KEGG abundance calculation completed successfully.
Performing pathway differential abundance analysis...

Sample names extracted.
Identifying matching columns in metadata...
Matching columns identified: SampleID . This is important for ensuring data consistency.
Using all columns in abundance.
Converting abundance to a matrix...
Reordering metadata...
Converting metadata to a matrix and data frame...
Extracting group information...
Running LinDA analysis...
Performing LinDA analysis...
0 features are filtered!
The filtered data has 27 samples and 212 features will be tested!
Pseudo-count approach is used.
Fit linear models ...
Completed.
Processing LinDA results...
LinDA analysis is complete.
Success: Found 22 statistically significant biomarker(s) in the dataset.
Annotating pathways...

Starting pathway annotation...
DAA results data frame is not null. Proceeding...
KO to KEGG is set to TRUE. Proceeding with KEGG pathway annotations...
We are connecting to the KEGG database to get the latest results, please wait patiently.

Processing pathways in chunks...

|==============================================================================================================================| 100%
Finished processing chunks. Time taken: 1.91 seconds.

Finalizing pathway annotations...

|================= | 14%
Finished finalizing pathway annotations. Time taken: 0.02 seconds.

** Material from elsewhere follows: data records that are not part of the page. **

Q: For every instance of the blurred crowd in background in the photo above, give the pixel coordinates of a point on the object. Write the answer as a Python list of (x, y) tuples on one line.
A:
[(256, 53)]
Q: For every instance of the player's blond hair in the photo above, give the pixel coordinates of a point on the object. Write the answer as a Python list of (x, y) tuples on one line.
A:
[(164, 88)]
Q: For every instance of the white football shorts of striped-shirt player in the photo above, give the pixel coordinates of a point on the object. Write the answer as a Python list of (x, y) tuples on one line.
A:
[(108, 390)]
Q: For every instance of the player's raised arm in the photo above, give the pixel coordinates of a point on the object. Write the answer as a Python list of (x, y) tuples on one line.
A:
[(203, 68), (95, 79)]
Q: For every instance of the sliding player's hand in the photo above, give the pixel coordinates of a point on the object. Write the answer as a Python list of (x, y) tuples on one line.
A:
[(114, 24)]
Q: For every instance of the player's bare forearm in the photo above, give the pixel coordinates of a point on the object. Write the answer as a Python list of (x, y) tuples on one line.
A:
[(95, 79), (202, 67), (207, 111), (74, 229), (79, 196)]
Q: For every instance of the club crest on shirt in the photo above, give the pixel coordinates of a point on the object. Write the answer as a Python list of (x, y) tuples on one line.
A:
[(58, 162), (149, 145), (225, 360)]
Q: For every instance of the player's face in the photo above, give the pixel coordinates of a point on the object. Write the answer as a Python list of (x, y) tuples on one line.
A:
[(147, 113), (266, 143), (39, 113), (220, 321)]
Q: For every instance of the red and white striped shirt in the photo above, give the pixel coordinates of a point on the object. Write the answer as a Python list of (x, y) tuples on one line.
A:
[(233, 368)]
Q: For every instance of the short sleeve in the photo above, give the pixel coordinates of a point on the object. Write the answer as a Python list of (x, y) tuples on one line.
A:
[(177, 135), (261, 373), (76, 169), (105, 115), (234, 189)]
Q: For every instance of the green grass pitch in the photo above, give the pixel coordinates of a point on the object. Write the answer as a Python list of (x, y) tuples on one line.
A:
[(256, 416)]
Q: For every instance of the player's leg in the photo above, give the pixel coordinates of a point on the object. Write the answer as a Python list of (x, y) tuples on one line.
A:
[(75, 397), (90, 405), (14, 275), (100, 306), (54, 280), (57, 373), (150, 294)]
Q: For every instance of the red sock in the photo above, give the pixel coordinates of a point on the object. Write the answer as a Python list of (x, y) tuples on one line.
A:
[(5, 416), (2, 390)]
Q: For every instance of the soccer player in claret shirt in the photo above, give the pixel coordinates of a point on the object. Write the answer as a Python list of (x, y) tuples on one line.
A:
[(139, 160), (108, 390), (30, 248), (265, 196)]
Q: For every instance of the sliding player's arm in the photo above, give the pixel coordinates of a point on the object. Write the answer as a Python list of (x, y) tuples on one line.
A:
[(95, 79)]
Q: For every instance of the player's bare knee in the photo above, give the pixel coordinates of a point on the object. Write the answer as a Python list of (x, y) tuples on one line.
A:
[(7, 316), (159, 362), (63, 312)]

Returning DAA results filtered annotation data frame...
Creating pathway error bar plots...

The following pathways are missing annotations and have been excluded: ko00281
You can use the 'pathway_annotation' function to add annotations for these pathways.
The 'method' column in the 'daa_results_df' data frame contains more than one method. Please filter it to contain only one method.
The 'group1' or 'group2' column in the 'daa_results_df' data frame contains more than one group. Please filter each to contain only one group.
Error in pathway_errorbar(abundance = abundance, daa_results_df = daa_sub_method_results_df, :
Visualization with 'pathway_errorbar' cannot be performed because there are no features with statistical significance. For possible solutions, please check the FAQ section of the tutorial.
In addition: Warning message:
In MicrobiomeStat::linda(abundance, LinDA_metadata_df, formula = "~Group_group_nonsense_", :
Some features have less than 3 nonzero values!
They have virtually no statistical power. You may consider filtering them in the analysis!

Environment Information:

  • Operating System: Windows & RStudio
  • R Version: 4.3.2
  • Package Version: 1.7.3

Additional Context
Add any other context about the problem here, e.g., is this issue sporadic or consistent? Did it work in previous versions?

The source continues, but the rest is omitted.